But the disciples misunderstood Jesus’ purpose. They got it right that he was the Messiah, the one Israel had long awaited, but what they did not understand was that Jesus came not to deliver them from Roman rule, but to accomplish a deliverance that was far greater.
Today disciples still sometimes misunderstand the nature of Jesus’ Messiahship. This passage challenges our preconceptions about what it means to follow Jesus. How do we as preachers help the congregation enter into this text?
We can’t really soften the shock of this passage, and we shouldn’t try. It was jarring for the disciples to go from grandeur and glory to suffering and sacrifice, and it should be for us, too. The gospel writer deliberately sets these two passages side by side, the confession and the cross. Our sermons should be honest about the difficulty inherent in this text. If we don’t feel saddened and shocked at the thought of the suffering and death of our Lord, if we don’t wonder and worry at the idea of taking up our own cross, there is something wrong. In fact, it may be easier for those in our congregations without a church background to feel the hard impact of this text. For those who grew up in the church, the passage is familiar enough that it is possible for us to become blasé about it.

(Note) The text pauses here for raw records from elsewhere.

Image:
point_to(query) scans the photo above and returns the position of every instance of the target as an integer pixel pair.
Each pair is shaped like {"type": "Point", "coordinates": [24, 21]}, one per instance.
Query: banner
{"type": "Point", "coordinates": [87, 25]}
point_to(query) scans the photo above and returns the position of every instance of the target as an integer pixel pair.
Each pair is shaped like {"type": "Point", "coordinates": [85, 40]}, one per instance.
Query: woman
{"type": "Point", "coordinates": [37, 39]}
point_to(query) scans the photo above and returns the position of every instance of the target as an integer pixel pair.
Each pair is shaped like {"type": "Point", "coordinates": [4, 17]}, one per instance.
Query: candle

We should create a sermon that is as unapologetically countercultural as the passage itself. Pain and suffering have never been welcome concepts, and that certainly is true in our world today. The media message that bombards us is that life is all about having fun, seeking pleasure, crossing off everything on our bucket list. Here in this passage, however, we find the great reversal that is at the heart of the gospel. It is in trying to save our lives that we lose them and in losing our lives that we find them.
That truth isn’t something we readily believe just by hearing it, but instead find to be true in experiencing it. Thus a sermon on this passage would be better served by storytelling than by doctrinal instruction. In a society where people are not being martyred for their faith, we should ask ourselves what it means to lay down one’s life for the sake of Christ and share stories of people who have done that.

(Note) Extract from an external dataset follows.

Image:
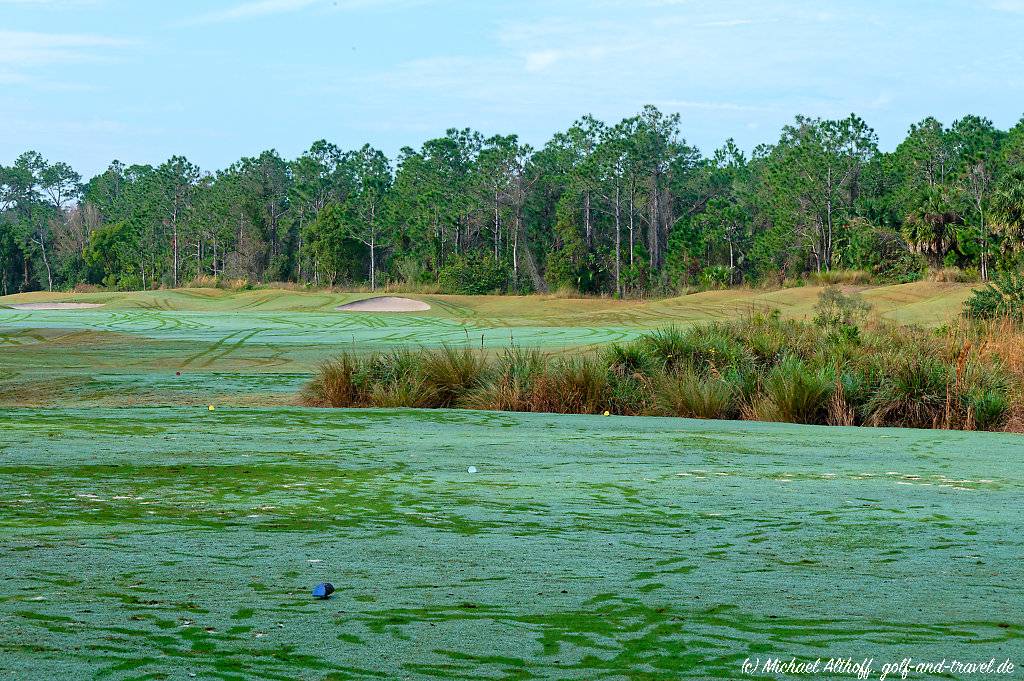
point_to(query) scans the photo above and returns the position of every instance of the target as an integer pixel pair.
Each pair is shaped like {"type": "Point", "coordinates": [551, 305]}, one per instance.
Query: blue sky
{"type": "Point", "coordinates": [87, 81]}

Laying down our lives for others may be simple or great, something everyday or something once-in-a-lifetime. I think of those in my congregation who give up their Saturday mornings to volunteer with our grocery ministry. I think of others who spend countless hours visiting in nursing homes, when it would be so easy to say, “I’m tired. I’ve had a long day. I’m going straight home to relax.” I remember the stories of my grandmother, who grew up during the Depression; when a hungry stranger showed up at the door at dinnertime, it was understood that one of the family members would give up her place at the table. Those are simple ways of laying down one’s life, but no less powerful. A more dramatic example occurred at a former church, where a woman became a kidney donor for another church member. The decision was not prompted by an especially close friendship, but by a sense that the donor was being called to make this sacrifice for a sister in Christ.
We all can think of stories of those who live out Jesus’ call to discipleship. Sharing those stories is a way of allowing the congregation to experience the powerful truth that it is in giving our lives that we find them. Yes, there is a cost to discipleship, but there is also blessing and reward.
Jesus, who was God incarnate, laid aside his glory to live a life of humility, not exerting power, but extending grace, teaching that the greatest among us is the one who serves, and giving the supreme example of love when he laid down his life for us on the cross. It is not by accident that immediately following this passage is the story of the Transfiguration, when the disciples were given a glimpse of Jesus’ divine glory. Matthew is continuing the theme that runs throughout this gospel: that what seems small, meek and insignificant is really that which is greatest. The one who sacrifices is not weak, but is following in the footsteps of the Messiah, the Son of the living God. When a disciple lays down her life for Jesus’ sake, the kingdom of God comes.